Skipper Olde then got up and walked over to the two Hispanic males.
Olde glanced at the broken coil on the stove.
“One last try,” he announced, which earned him dubious looks from the Hispanic males.
He turned the dial that controlled the burner’s temperature, setting it to low so that in the event he was successful he wouldn’t burn the shit out of his fingers. Then he grasped the cracked coil and jiggered it, pulling its plug end from the receptacle on the stovetop, then reinserting it, then jiggering it again with more gusto.
Nothing happened.
“Fuck it,” he finally said, frustrated. He smacked the coil, breaking it in pieces. “One of you go get one from another room’s stove.”
Then he nodded at the bathroom.
“I’m hitting the ba?o and then it’s adios, pendejos!”
As Skipper Olde entered the bathroom, a crackling sound came from the plug receptacle of the broken coil on the stove, followed by an enormous electrical spark.

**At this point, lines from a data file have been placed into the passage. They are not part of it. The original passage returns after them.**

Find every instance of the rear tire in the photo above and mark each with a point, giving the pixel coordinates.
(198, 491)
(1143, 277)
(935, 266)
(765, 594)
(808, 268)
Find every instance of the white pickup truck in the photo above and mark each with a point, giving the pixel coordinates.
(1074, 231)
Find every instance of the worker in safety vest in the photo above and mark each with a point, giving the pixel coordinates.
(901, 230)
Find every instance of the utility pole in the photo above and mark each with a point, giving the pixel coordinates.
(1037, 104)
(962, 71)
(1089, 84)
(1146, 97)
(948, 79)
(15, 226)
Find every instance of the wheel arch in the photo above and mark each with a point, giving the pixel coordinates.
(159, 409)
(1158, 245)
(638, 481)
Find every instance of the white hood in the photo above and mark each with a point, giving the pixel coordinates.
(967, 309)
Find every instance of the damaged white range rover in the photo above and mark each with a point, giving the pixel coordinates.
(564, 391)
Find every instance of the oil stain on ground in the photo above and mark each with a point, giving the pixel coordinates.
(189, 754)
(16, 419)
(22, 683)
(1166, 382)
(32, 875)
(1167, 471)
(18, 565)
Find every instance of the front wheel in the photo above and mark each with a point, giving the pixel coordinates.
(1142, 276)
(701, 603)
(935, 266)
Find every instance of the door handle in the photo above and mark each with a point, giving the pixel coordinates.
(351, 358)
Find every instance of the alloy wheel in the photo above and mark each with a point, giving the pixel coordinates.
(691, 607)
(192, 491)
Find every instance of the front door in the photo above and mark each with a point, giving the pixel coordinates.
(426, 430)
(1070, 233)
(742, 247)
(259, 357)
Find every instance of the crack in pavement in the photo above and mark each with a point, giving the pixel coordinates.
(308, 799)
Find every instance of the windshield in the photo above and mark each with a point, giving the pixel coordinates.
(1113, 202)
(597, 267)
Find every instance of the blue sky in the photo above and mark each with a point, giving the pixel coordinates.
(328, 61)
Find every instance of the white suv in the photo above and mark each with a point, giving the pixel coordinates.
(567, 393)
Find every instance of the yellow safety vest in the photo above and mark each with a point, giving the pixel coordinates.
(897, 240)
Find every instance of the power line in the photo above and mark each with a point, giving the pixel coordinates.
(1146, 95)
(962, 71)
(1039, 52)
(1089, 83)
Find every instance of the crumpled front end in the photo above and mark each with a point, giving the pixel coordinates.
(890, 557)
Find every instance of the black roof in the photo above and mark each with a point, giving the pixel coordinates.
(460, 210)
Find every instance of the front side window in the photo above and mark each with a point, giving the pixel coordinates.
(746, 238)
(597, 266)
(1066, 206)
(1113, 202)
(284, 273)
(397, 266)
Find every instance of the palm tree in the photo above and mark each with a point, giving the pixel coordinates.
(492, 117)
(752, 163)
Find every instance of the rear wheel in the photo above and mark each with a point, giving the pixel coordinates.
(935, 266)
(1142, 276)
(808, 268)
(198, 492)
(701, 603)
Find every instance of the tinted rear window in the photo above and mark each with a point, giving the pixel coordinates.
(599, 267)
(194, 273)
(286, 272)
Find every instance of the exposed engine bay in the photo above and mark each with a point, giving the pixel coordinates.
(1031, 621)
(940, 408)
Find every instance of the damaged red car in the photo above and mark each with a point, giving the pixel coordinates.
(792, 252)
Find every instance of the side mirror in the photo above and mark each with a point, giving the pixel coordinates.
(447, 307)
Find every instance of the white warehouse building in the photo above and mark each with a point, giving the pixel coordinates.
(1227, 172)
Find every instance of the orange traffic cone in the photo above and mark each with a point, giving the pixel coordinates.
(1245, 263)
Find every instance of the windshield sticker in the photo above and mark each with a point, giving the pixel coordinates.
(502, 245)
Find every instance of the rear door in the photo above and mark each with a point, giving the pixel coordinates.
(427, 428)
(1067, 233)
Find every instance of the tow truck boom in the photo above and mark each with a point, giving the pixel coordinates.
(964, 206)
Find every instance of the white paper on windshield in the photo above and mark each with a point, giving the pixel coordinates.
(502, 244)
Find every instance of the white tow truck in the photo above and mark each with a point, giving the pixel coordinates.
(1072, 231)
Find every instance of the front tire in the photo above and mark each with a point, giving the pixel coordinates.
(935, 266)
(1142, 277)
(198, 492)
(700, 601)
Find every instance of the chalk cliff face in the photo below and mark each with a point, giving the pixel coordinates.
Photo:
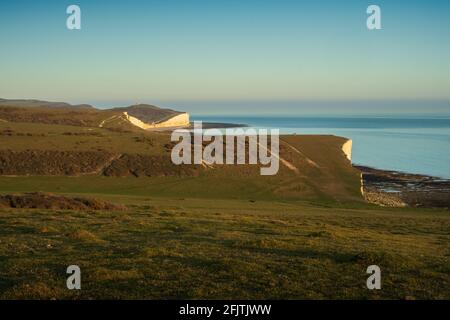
(347, 149)
(179, 120)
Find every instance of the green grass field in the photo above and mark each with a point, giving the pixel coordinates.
(225, 233)
(197, 247)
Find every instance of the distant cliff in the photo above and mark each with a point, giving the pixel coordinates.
(141, 116)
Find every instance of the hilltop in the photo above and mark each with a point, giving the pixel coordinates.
(130, 118)
(76, 187)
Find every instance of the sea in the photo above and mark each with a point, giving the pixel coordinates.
(411, 144)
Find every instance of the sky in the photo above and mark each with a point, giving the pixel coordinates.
(230, 56)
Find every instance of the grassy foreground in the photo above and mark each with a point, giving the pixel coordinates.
(207, 248)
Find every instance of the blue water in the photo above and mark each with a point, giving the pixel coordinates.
(414, 145)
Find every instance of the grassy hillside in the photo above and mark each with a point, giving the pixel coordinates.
(60, 113)
(321, 172)
(230, 249)
(201, 231)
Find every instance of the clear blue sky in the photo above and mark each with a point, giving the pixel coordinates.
(218, 53)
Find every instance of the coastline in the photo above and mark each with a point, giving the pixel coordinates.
(399, 189)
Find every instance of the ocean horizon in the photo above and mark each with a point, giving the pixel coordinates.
(407, 143)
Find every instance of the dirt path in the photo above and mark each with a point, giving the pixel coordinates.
(107, 120)
(286, 163)
(302, 154)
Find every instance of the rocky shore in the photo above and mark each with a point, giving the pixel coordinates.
(398, 189)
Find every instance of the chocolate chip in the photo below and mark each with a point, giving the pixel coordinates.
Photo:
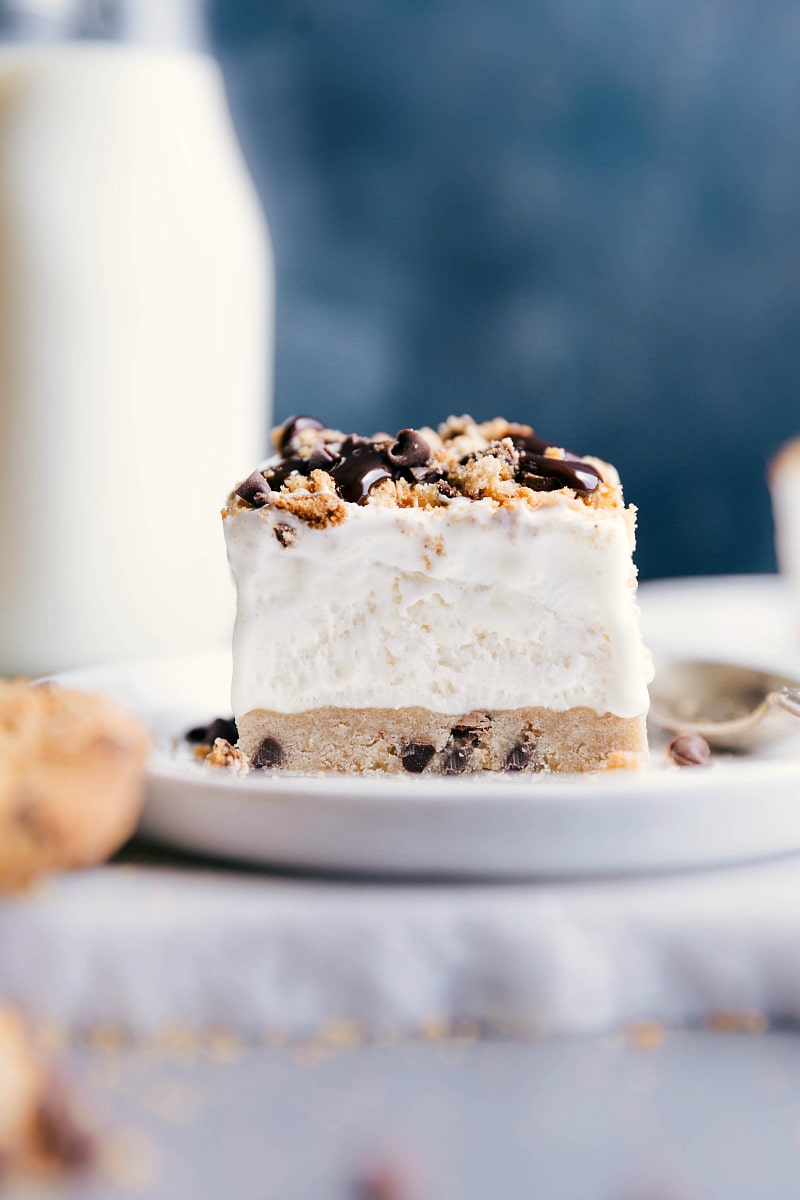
(416, 756)
(254, 490)
(408, 450)
(383, 1180)
(518, 757)
(456, 760)
(690, 750)
(220, 727)
(296, 425)
(268, 755)
(284, 533)
(353, 442)
(528, 443)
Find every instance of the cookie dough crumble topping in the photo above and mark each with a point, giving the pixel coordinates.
(318, 472)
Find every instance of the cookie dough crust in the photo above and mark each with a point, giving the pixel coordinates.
(71, 780)
(416, 741)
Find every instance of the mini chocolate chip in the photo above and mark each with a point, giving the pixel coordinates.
(456, 760)
(268, 755)
(383, 1180)
(220, 727)
(296, 425)
(408, 450)
(254, 490)
(416, 756)
(354, 442)
(518, 757)
(64, 1138)
(284, 533)
(690, 750)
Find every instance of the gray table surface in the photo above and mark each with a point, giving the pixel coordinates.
(698, 1116)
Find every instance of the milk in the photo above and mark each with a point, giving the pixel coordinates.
(136, 317)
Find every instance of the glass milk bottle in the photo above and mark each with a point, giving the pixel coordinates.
(136, 333)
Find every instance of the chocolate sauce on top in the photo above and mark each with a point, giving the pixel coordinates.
(356, 465)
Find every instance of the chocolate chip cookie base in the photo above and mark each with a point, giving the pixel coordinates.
(400, 741)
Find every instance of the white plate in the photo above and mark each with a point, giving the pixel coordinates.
(493, 827)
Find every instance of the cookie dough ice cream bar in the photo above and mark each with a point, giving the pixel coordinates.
(438, 601)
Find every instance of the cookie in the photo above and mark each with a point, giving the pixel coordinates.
(71, 779)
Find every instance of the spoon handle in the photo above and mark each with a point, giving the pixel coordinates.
(788, 699)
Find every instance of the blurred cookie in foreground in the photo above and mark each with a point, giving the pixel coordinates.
(71, 779)
(785, 490)
(41, 1126)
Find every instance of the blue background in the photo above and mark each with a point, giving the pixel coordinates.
(583, 215)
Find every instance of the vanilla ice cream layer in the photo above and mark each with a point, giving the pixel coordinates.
(451, 609)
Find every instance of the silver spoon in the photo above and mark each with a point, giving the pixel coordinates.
(727, 705)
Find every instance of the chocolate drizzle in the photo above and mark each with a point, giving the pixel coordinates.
(296, 425)
(545, 474)
(254, 490)
(356, 465)
(359, 473)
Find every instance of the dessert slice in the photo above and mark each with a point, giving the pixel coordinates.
(440, 601)
(785, 491)
(71, 779)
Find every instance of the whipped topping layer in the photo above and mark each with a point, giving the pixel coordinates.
(473, 604)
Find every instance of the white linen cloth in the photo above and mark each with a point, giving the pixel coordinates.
(149, 948)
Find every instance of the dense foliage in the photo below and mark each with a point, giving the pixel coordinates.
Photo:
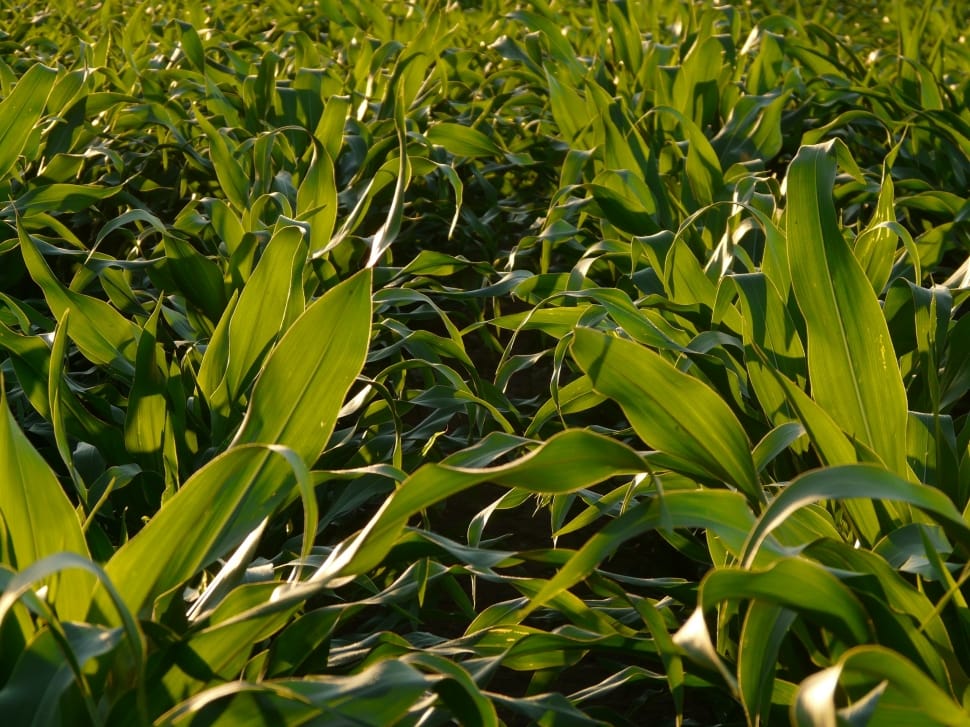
(419, 362)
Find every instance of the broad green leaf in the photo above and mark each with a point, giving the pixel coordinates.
(272, 298)
(851, 363)
(381, 694)
(307, 376)
(462, 140)
(102, 334)
(723, 512)
(20, 111)
(670, 410)
(75, 644)
(765, 627)
(862, 481)
(147, 421)
(39, 519)
(767, 325)
(795, 583)
(233, 180)
(580, 459)
(815, 704)
(316, 200)
(197, 277)
(225, 500)
(392, 224)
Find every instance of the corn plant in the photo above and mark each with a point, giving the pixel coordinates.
(430, 362)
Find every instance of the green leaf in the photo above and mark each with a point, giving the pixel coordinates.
(862, 481)
(225, 501)
(273, 297)
(916, 694)
(20, 111)
(799, 584)
(851, 362)
(580, 459)
(40, 521)
(307, 376)
(670, 410)
(462, 140)
(102, 334)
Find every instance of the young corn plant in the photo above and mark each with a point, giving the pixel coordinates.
(421, 363)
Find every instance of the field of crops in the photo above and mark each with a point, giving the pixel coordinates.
(427, 362)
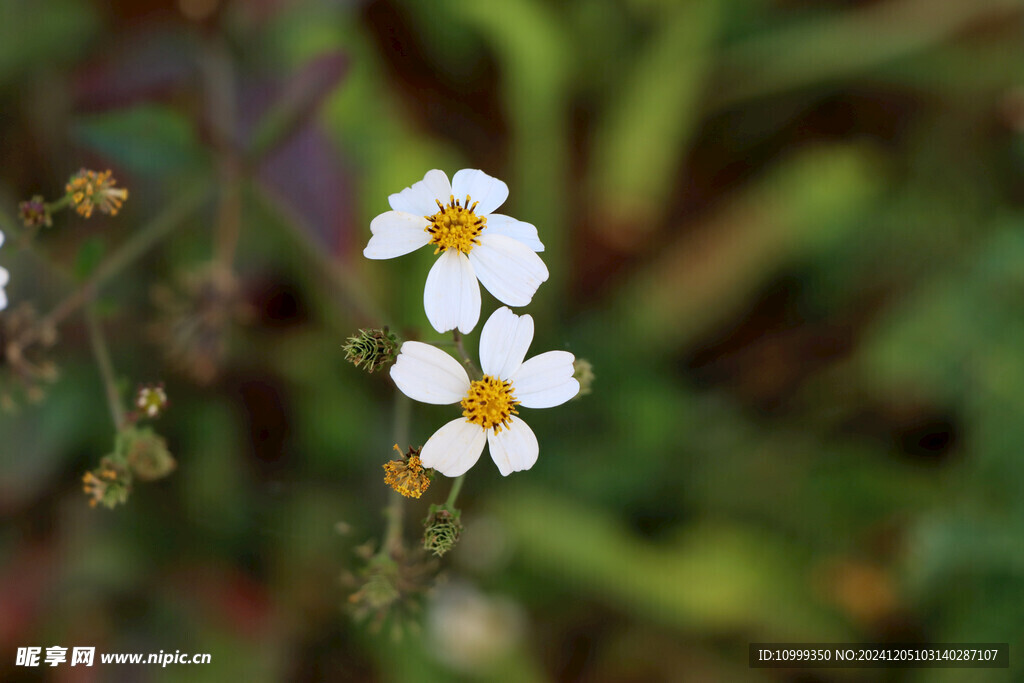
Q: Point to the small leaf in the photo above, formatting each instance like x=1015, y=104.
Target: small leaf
x=146, y=138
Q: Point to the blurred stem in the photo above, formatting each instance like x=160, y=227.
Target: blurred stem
x=102, y=354
x=392, y=536
x=144, y=239
x=218, y=75
x=454, y=494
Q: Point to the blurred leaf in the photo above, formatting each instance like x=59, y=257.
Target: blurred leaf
x=845, y=43
x=650, y=116
x=807, y=203
x=33, y=33
x=88, y=257
x=299, y=101
x=716, y=577
x=145, y=138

The spark immediately met the rising mist of phosphine gas that was being released by the overheated hypophosphorous acid in the milky fluid of the pans. And that instantly triggered an intense explosion-making Skipper Ol de’s declaration of “Goodbye, assholes” profoundly prophetic.
At almost the same time, Becca Benjamin, feeling flush from her quickened heart rate, was enjoying the warmth coursing through all parts of her body. With the meth heightening her urges, she’d been entertaining the thought of a nice romp with Skipper in her Center City luxury loft overlooking the Delaware River-Or maybe right here right now in the backseat-and gently stroked herself through the front of her cream-colored linen shorts.
Let’s go, Skip.
She glanced at her watch.
Almost two?
Dammit.
She pushed the lever on the door that caused her seat back to begin returning upright. Then, as the motel window came into view, there was suddenly a horrific blinding flash, followed immediately by the plate glass exploding outward and a concussion that rocked the box-shaped Mercedes.
In what seemed like a dream, Becca felt the vehicle shake violently, then watched the windshield go from clear to crazed as shards of plate glass struck it, and then felt the crushing sensation of the windshield, blown free of its frame, as it pushed her against the seat back with such force that the seat back flopped back with her to the reclined position.
And then her world went black.
The explosion had triggered the vehicle’s alarm system and, as the chemical-fueled flames from the motel room roared and there came the thuuum! thuuum! thuuum! sounds of the secondary smaller explosions that were the cans of Coleman fuel cooking off one after another, the horn of the Mercedes bleated its steady warning.